Keeping Score: Gustav Mahler: Origins and Legacy



The Main Library's Thursday Noon Film series in December will be devoted to the San Francisco Symphony's Keeping Score series. Keeping Score is an ongoing educational classical music series originally broadcast on PBS that features the Symphony's Music Director Michael Tilson Thomas. We are very happy to present five of these programs in conjunction with the celebration of the Symphony's Centennial season.

Our video series will kick off with the 2011 film Gustav Mahler: Origins and Legacy. In this program, Michael Tilson Thomas journeys to rural Bohemia to rediscover the inspirations of Gustav Mahler’s music. This two-part, two hour documentary traces the composer’s life through the premiere of his first symphony in 1888 and examines Mahler’s creative growth, from the 1890s to his death in 1911. The documentary is shot on location in the Czech Republic, Austria, New York, and in performances by the San Francisco Symphony at Davies Symphony Hall in San Francisco.

Gustav Mahler: Origins and Legacy will screen at noon on Thursday, December 1, 2011 in the Koret Auditorium. All programs at the Library are free and open to the public.
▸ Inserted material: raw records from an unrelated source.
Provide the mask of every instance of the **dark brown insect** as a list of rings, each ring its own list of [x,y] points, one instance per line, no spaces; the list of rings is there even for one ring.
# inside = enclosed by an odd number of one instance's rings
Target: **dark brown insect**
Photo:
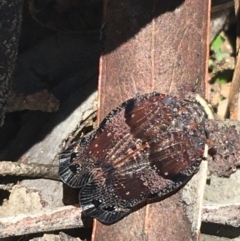
[[[81,188],[84,212],[113,223],[174,191],[198,170],[206,114],[194,98],[156,92],[127,100],[60,154],[64,183]]]

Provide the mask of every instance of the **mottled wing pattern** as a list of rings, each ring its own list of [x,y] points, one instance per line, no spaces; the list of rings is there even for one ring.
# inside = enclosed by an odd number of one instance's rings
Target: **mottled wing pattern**
[[[64,183],[73,188],[80,188],[91,182],[91,170],[95,167],[87,154],[87,146],[94,131],[79,141],[71,144],[59,155],[59,175]]]
[[[60,175],[68,185],[82,186],[87,215],[115,222],[194,174],[204,151],[204,120],[194,101],[155,92],[130,99],[62,154]]]
[[[165,195],[187,181],[203,156],[203,115],[197,103],[157,93],[126,105],[128,136],[138,145],[124,142],[128,150],[119,160],[112,152],[115,192],[135,203],[154,193]]]
[[[132,206],[115,195],[112,184],[100,185],[97,181],[87,184],[79,193],[80,205],[88,216],[102,223],[113,223],[131,212]]]

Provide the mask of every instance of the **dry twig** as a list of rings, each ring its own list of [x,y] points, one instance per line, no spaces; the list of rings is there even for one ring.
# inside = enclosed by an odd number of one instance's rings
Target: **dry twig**
[[[239,0],[234,0],[235,14],[237,18],[237,39],[236,39],[236,66],[234,69],[231,89],[229,93],[229,110],[230,118],[233,120],[240,119],[239,113],[239,89],[240,89],[240,16],[239,16]]]
[[[37,163],[0,162],[0,176],[27,176],[60,180],[58,166]]]

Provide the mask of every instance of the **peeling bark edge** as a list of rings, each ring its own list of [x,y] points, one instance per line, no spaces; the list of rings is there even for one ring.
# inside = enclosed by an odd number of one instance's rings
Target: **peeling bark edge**
[[[240,204],[203,206],[202,222],[240,226]],[[64,206],[0,218],[0,238],[84,227],[81,208]]]
[[[206,204],[202,210],[202,222],[240,227],[240,203]]]
[[[83,227],[81,209],[65,206],[0,218],[0,238]]]

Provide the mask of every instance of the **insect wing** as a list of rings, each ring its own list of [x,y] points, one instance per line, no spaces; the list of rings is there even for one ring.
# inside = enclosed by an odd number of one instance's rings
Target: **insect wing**
[[[60,175],[82,187],[87,215],[115,222],[138,203],[164,195],[195,173],[206,140],[196,102],[151,93],[124,102],[60,158]]]
[[[90,140],[91,135],[84,137],[59,155],[59,176],[70,187],[80,188],[92,180],[94,163],[86,152]]]

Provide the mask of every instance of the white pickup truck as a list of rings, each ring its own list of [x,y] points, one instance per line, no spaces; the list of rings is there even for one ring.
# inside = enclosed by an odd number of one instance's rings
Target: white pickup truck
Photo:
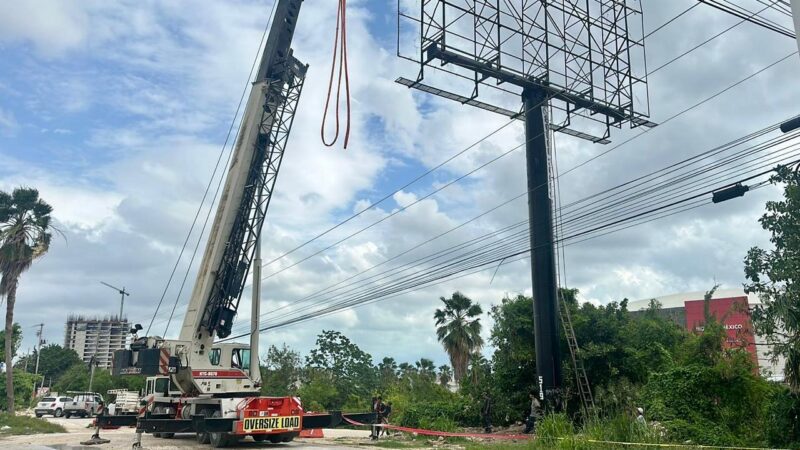
[[[99,413],[103,397],[96,392],[68,392],[72,401],[64,404],[64,417],[92,417]]]

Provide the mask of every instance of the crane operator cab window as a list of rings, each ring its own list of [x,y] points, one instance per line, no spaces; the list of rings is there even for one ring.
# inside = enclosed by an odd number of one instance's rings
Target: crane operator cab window
[[[231,352],[231,367],[234,369],[250,370],[250,349],[235,348]]]
[[[208,362],[210,362],[212,366],[219,365],[219,357],[221,352],[222,350],[219,348],[212,348],[211,351],[208,352]]]

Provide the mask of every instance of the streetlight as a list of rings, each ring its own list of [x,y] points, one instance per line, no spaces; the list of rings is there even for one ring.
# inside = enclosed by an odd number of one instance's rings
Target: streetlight
[[[118,287],[116,287],[116,286],[112,286],[112,285],[110,285],[110,284],[106,283],[105,281],[101,281],[101,282],[100,282],[100,284],[103,284],[103,285],[105,285],[105,286],[108,286],[108,287],[110,287],[111,289],[114,289],[115,291],[119,292],[119,294],[120,294],[120,300],[119,300],[119,320],[122,320],[122,307],[123,307],[123,305],[125,305],[125,296],[126,296],[126,295],[127,295],[127,296],[130,296],[131,294],[130,294],[129,292],[126,292],[126,291],[125,291],[125,286],[123,286],[123,287],[122,287],[122,289],[120,289],[120,288],[118,288]]]

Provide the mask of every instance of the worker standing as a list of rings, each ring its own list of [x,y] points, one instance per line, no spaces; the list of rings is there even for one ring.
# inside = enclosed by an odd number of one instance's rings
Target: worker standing
[[[638,423],[642,427],[647,426],[647,421],[644,420],[644,409],[641,407],[636,408],[636,423]]]
[[[525,430],[523,431],[523,433],[525,434],[534,431],[534,429],[536,428],[536,419],[539,417],[540,410],[542,407],[542,404],[539,402],[539,398],[537,397],[536,392],[530,393],[530,399],[531,399],[531,411],[530,414],[528,415],[527,420],[525,420]]]
[[[383,406],[383,421],[381,423],[383,423],[384,425],[389,425],[389,416],[391,415],[392,415],[392,402],[387,402],[386,405]],[[389,429],[387,427],[383,427],[383,434],[385,436],[389,435]]]
[[[492,396],[489,392],[483,394],[483,407],[481,408],[481,417],[483,418],[483,431],[486,434],[492,432]]]

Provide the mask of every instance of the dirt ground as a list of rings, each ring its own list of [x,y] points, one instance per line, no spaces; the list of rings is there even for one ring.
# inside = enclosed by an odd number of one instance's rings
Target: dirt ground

Recent books about Mahler in the San Francisco Public Library collection include:

Reading Mahler: German Culture and Jewish Identity in Fin-de-siècle Vienna by Carl Niekerk (Camden House, 2010).

Why Mahler?: How One Man and Ten Symphonies Changed Our World by Norman Lebrecht (Pantheon Books, 2010).

We also have most of Michael Tilson Thomas and the San Francisco Symphony's recordings of Mahler available to borrow. Place any title on hold to have it sent to your neighborhood branch.

When you visit the Main Library don't forget to visit our two Symphony-related exhibits, Music for a City, Music for the World in the Jewett Gallery on the Lower Level and The San Francisco Symphony in the Library’s Collections in the Steve Silver Beach Blanket Babylon Music Center here on the 4th floor.